Meteorologist Dave Epstein is our go-to person for pressing weather questions on everything from winter blizzards to summer droughts. He’s also a horticulturist, meaning he’s an expert on anything that grows leaves and flowers. GBH's Morning Edition asked you, our audience, for your weather and gardening questions, and Dave graciously answered them on the air. This transcript has been edited for clarity.

Have a gardening or weather question for meteorologist Dave Epstein? Tweet him @GrowingWisdom, email us at, or text 617-300-2008.

Tonight we reach the autumnal equinox. What exactly does that mean?

As it turns out, there are many first days of fall. Solar autumn, when the amount of sunlight in a day starts declining rapidly, starts in August. And climatological autumn, when temperatures start falling, starts in September.

But the day people usually mark is autumnal equinox, which this year falls on Sept. 22 at 9:03 p.m.

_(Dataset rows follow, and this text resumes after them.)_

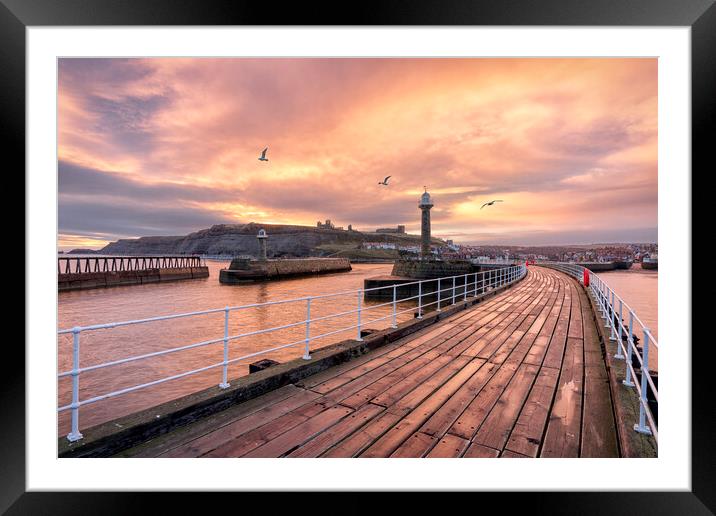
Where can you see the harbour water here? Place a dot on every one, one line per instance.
(86, 307)
(639, 289)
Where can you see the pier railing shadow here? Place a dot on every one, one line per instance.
(419, 297)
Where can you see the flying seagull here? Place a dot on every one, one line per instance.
(491, 203)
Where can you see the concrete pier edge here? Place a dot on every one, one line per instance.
(111, 437)
(624, 399)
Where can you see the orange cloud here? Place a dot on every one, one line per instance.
(570, 144)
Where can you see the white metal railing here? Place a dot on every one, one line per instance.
(473, 284)
(612, 309)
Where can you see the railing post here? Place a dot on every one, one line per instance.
(420, 299)
(360, 302)
(306, 352)
(439, 289)
(619, 354)
(225, 368)
(642, 427)
(75, 434)
(630, 345)
(612, 315)
(395, 301)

“Now we have astronomical autumn, which is when the Terminator — not the Arnold Schwarzenegger character, but the Terminator, which is the line that marked day and night crossing the planet. [It’s] vertical, so it goes directly from the North Pole to the South Pole,” Epstein said. “In that moment, if you are on the equator, the sun would be directly overhead. That's what it means. It's a marker of time.”

How is the local apple picking this year? And what is the best time to go apple picking?

Now’s the moment, Epstein said.

“The best time is actually any time you can go now in the next few weeks,” he said. “Find out what time the orchard opens, get there then, get your apples picked and get home and make a pie or something like that.”

This year’s drought means apples are smaller, but flavorful.

“If folks didn't have a ton of irrigation, they're going to be a little smaller. I think that's one of the things you'll notice. If you remember the apples last year, they were huge because of all the rain,” he said. “But you know, I had some Honeycrisps here a couple of days ago and they were absolutely delicious.”

What’s the best place to go leaf-peeping?

Like the apple crop, leaf peeping will be different because of this summer’s drought, too. Some trees are already losing their leaves because of a lack of water, and others have browning leaf tips instead of brilliantly-changing colors.

But fear not: There are still good places in New England to see the leaves change. Northern New England got more rainfall through the summer, and also tends to have a higher concentration of the always-extraordinary maple trees, Epstein said.

Massachusetts has good spots too: The Berkshires, northern Worcester County, and even along Route 128, driving from the Mass. Pike up through Burlington and Lexington and heading toward Woburn.

Esptein also recommended taking the I-95 up to Portsmouth.

“If you just look on the highway, there's a lot of variety of trees there,” Epstein said.

How do people grow those giant pumpkins?

There’s an art to it, Epstein said. It involves selecting seeds from other giant pumpkins that are bred only for size. Growers typically start their pumpkins early, in greenhouses or small hoop houses where they can keep the soil warm.

Epstein mentioned his friend, WGME meteorologist Charlie Lopresti, who has fed his giant pumpkins milk to help them grow.

“It's the genetics of those pumpkins that make them large, like, they're not made for eating or anything else,” Epstein said. “They can grow 50 pounds in a day at the beginning — and it can be really sad because sometimes they can grow too quick and they can split.”